Entre los recuerdos de Vito, el fotógrafo, Lola y el calor que hacía esa noche, Dolo no podía conciliar el sueño. A las tres de la madrugada encendió la luz. La colcha y la sabana de arriba estaban en el suelo. Se levantó. Llevaba puesto un pijama de verano. Buscó las zapatillas, pero al no encontrarlas se fue a la cocina descalza. Bebió un vaso de agua que la refrescó, pero no aniquiló el desánimo que la embargaba. Apesadumbrada (disgustada), regresó a la cama. Continuando con la misma pregunta que no había dejado de hacerse desde que tuvo conocimiento de las fotos:
—¿Por qué, y para qué, me habrá fotografiado el capullo ese? La zorra de la Lola le informó de todo al capullo ese. ¿Qué fotos me habrá hecho? De todas formas no serán importantes, porque yo ni tengo nada que ocultar ni creo que algo sobre mí pueda interesar a alguien lo más mínimo. ¡Para no interesar, no le intereso ni a Vito! Si supiera que estaba despierto lo llamaba ahora mismo. Que no, Dolo, que no. Antes tienes que solucionar lo del fotógrafo. Sí, sí, mañana, mañana ya. ¿Se habrá olvidado de mí? Pero ¿por qué las quieren publicar? Seguro que está comprometido. Qué suerte la de mi padre y mi tata. Evitaré por todos los medios que se enteren de lo de las fotos. Voy a llamarlo. ¡Dolo, no te precipites! Primero el fotógrafo. Sí, sí, mañana, mañana ya.
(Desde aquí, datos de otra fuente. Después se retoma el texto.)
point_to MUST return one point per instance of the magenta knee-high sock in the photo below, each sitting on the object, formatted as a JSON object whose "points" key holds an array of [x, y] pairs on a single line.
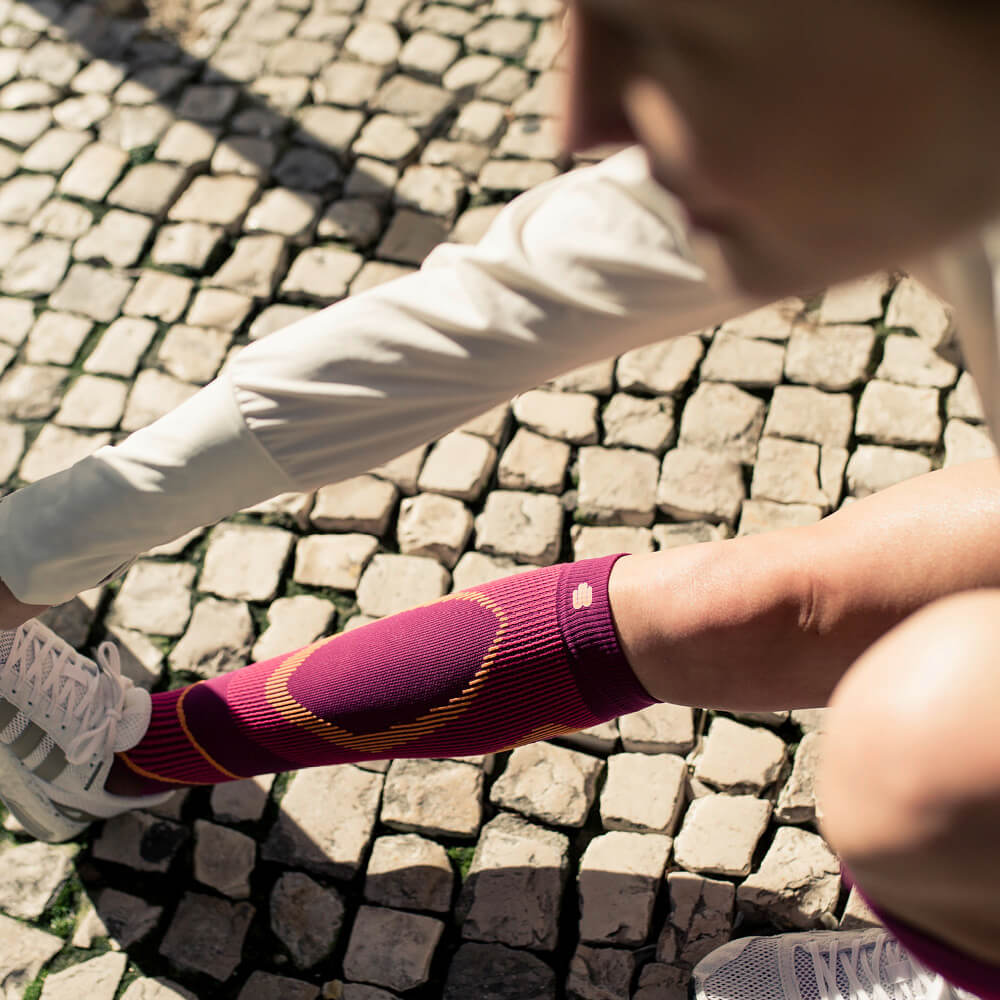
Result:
{"points": [[520, 659]]}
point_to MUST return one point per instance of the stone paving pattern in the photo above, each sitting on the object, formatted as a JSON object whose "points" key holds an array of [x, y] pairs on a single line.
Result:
{"points": [[163, 203]]}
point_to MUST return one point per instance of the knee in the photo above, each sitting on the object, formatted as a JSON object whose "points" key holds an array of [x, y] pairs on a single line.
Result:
{"points": [[911, 752]]}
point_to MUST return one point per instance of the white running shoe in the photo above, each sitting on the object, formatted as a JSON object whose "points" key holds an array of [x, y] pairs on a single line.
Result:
{"points": [[819, 965], [62, 718]]}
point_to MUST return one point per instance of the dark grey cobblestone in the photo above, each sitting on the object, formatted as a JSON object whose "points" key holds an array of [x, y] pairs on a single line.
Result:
{"points": [[165, 202]]}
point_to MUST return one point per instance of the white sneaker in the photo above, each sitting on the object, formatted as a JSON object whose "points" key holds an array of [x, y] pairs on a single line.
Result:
{"points": [[62, 718], [818, 965]]}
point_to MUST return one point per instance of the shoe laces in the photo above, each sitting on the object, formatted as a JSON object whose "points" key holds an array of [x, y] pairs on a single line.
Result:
{"points": [[859, 958], [73, 690]]}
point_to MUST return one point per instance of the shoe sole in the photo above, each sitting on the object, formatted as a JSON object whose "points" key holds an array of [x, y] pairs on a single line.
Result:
{"points": [[39, 817]]}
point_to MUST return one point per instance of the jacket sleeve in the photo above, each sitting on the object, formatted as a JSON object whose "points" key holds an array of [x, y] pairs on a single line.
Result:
{"points": [[589, 265]]}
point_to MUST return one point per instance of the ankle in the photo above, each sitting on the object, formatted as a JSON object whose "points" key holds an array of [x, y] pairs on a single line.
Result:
{"points": [[122, 780]]}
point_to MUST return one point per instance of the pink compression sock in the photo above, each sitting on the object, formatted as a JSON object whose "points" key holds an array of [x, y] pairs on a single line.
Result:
{"points": [[968, 973], [520, 659]]}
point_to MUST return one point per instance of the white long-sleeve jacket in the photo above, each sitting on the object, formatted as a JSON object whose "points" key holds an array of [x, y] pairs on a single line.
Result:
{"points": [[589, 265]]}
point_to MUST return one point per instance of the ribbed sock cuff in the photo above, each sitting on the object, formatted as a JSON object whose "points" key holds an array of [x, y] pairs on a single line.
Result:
{"points": [[607, 682]]}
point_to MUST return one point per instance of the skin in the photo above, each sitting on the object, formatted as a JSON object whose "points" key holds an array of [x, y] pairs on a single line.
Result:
{"points": [[819, 141], [816, 140]]}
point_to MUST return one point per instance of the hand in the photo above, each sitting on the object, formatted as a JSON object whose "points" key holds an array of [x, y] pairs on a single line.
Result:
{"points": [[13, 612]]}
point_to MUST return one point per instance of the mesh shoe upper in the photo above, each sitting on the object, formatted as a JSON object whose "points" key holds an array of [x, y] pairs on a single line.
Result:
{"points": [[62, 718], [823, 965]]}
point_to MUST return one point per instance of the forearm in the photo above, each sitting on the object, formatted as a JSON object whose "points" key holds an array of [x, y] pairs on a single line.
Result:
{"points": [[773, 621]]}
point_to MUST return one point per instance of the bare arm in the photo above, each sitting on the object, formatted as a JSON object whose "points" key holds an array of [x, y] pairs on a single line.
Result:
{"points": [[773, 621]]}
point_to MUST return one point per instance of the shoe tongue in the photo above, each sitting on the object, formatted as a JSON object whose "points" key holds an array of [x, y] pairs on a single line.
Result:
{"points": [[67, 683], [6, 644]]}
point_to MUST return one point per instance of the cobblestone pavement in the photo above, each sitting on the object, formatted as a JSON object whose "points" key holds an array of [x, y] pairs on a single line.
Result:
{"points": [[162, 207]]}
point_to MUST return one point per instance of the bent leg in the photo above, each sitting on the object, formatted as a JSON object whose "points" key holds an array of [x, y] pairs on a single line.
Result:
{"points": [[910, 783], [773, 621]]}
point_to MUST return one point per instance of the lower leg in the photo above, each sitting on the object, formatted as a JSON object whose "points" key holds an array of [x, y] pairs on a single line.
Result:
{"points": [[910, 787]]}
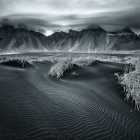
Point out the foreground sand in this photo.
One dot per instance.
(34, 105)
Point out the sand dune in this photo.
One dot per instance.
(34, 105)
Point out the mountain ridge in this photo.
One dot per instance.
(86, 40)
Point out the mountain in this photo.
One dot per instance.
(86, 40)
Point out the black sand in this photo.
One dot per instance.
(36, 106)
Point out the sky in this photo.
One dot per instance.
(49, 16)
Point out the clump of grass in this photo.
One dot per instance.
(58, 69)
(73, 74)
(130, 81)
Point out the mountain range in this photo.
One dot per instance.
(86, 40)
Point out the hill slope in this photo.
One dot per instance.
(86, 40)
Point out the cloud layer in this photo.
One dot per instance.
(57, 15)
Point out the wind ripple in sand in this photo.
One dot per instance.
(69, 108)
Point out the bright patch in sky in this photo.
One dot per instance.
(48, 16)
(48, 33)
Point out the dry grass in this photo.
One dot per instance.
(130, 81)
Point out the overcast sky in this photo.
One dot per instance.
(49, 16)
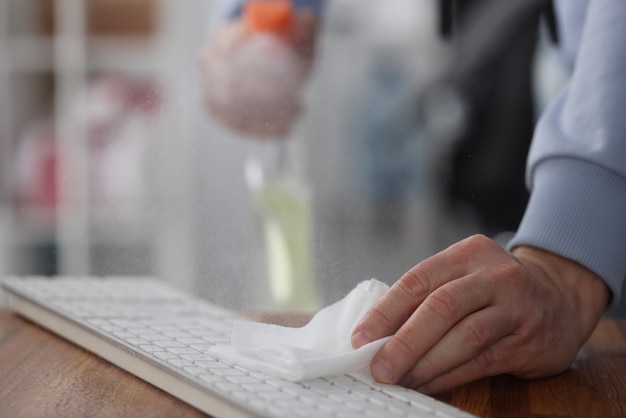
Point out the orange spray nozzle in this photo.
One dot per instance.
(268, 16)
Para distraerse cogió el manuscrito de Vito y lo releyó y lo releyó y lo releyó hasta quedarse dormida con la claridad edinsoniana (Thomas Alva Edison: inventor de la bombilla) trabajando a destajo.
Su soñar saltaba de escenario en escenario, cruzando las nubes coloreadas por sus vivencias, como algo natural que brota de esquejes (tallo o cogollo que se introduce en tierra para aumentar la planta) de deseos realizables. El brote que floreció en Dolo fue de lo menos pensado para ella.
El sueño estaba siendo intranquilo, por lo que en un despertar descarriado, a las ocho de la mañana, encontró el manuscrito en sus entrepiernas. Sonrisa inculpadora de deseos deseados. No dudó en recogerlo con cariño de parida al desvincularse de su engendro, y lamerlo, asquerosamente, como cualquier animal para asear a su animalejo. Al sentarse, sobre el descansador de columnas vertebrales, se notó mojado el pantalón corto del pijama, a la altura de las entrepiernas. El posar de la palma de su mano derecha, justo en el lugar que protege a su prisionero hasta que ella desee darle la libertad, le hizo murmurar con una sonrisilla vergonzosa:
—¿Qué habré soñado? Porque ha tenido que ser un sueño de ensueño. ¡Joder, es que no me acuerdo de nada! ¡Qué coraje!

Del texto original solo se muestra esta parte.